On Nov 13, 2018, at 20:29, Curt McNamara <cur...@gmail.com> wrote:
Agreed that it is an academic exercise to consider any one "thing" (for example a point) in isolation. It is always in relation to something or part of a set as Ken notes. Either of those add more dimensions to our consideration.If I further channel my inner Bucky: we can create models of systems which may not tested for "closure" i.e. could they enclose a "space".If the model doesn't contain enough "points" (minimum = 4 for a tetrahedron in 3-space) then the model can't have closure and doesn't (entirely) represent the system.Could the model still be "good enough"? Sure, all models are wrong yet all are useful.However :-) if you say the model represents a system yet it doesn't have closure -- by definition the model (of a system) can't be separated from Universe, and therefore is probably a part of a larger system. For example, the model could represent a surface of a system (which does exist in 3D). This could probably be tied to requisite variety ...Curt
On Mon, Nov 12, 2018 at 8:45 AM <kall...@gmail.com> wrote:
A point is, indeed, an object, however it fails to qualify as a system on two (ahem) points. 1) it is only one object containing no other objects in an aggregation, and 2) alone, it is not obviously coupled with any other objects. Actually, to recognize any point beyond its entity there is a monomorphism called the identity (1object) that references the entity. So whenever you identify ”this” point (an object), you are referencing a system of entities and identities.

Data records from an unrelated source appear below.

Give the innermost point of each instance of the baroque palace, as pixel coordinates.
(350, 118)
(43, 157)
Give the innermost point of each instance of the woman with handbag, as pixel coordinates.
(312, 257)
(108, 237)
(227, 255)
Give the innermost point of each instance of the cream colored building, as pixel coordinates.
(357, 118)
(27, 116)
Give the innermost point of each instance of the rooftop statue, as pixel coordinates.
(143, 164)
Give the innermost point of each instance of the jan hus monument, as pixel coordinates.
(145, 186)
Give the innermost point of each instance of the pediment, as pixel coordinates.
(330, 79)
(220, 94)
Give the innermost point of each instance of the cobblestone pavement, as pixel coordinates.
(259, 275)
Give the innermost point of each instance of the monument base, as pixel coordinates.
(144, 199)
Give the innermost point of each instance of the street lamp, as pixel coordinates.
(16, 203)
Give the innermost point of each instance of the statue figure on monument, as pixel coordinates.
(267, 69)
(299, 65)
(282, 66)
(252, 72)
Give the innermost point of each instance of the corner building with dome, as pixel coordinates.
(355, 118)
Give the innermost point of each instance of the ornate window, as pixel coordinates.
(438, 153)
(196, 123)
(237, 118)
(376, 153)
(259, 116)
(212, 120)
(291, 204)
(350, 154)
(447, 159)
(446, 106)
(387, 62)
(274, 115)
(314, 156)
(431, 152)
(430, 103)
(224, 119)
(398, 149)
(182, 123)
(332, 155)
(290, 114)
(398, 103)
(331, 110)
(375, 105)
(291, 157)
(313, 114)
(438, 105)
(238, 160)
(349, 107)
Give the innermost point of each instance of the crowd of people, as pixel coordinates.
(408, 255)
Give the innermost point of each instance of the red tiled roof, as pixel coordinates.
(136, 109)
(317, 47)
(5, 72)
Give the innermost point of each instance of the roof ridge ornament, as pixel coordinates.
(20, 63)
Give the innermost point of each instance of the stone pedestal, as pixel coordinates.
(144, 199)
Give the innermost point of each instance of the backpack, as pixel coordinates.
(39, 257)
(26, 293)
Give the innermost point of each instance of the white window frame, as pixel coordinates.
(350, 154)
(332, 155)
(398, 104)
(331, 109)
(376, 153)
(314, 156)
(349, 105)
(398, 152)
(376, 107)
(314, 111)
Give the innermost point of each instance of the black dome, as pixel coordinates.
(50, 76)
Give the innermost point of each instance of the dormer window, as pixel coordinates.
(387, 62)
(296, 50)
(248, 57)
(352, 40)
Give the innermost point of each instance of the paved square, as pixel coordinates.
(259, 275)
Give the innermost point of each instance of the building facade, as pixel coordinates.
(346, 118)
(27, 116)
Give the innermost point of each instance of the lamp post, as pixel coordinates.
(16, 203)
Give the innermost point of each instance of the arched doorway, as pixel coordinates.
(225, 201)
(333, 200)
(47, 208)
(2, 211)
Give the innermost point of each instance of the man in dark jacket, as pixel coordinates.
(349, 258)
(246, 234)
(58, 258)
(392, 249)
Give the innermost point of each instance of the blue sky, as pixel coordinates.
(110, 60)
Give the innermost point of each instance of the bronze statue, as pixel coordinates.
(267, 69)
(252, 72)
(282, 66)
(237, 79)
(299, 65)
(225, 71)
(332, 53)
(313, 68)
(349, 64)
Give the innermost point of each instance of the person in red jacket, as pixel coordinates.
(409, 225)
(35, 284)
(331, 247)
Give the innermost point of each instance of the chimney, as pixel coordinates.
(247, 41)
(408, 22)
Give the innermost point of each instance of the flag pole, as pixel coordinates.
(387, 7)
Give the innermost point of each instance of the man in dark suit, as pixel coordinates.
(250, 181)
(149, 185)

Moving beyond considering that exclusive point devoid of context, however, things may get murkier. I apologize for the, now, category-theoretic context in which to consider “a point”. Topologically, if we were to embed that singular point into (/mapsto) into a metric space, we have a different scenario altogether. That point now shares information regarding its “be-able” as a location with and in that space. It also exhibits the potential to inhabit other alternative locations – its imaginability – in other locations in that space (notice we have the rudimentary makings of a system).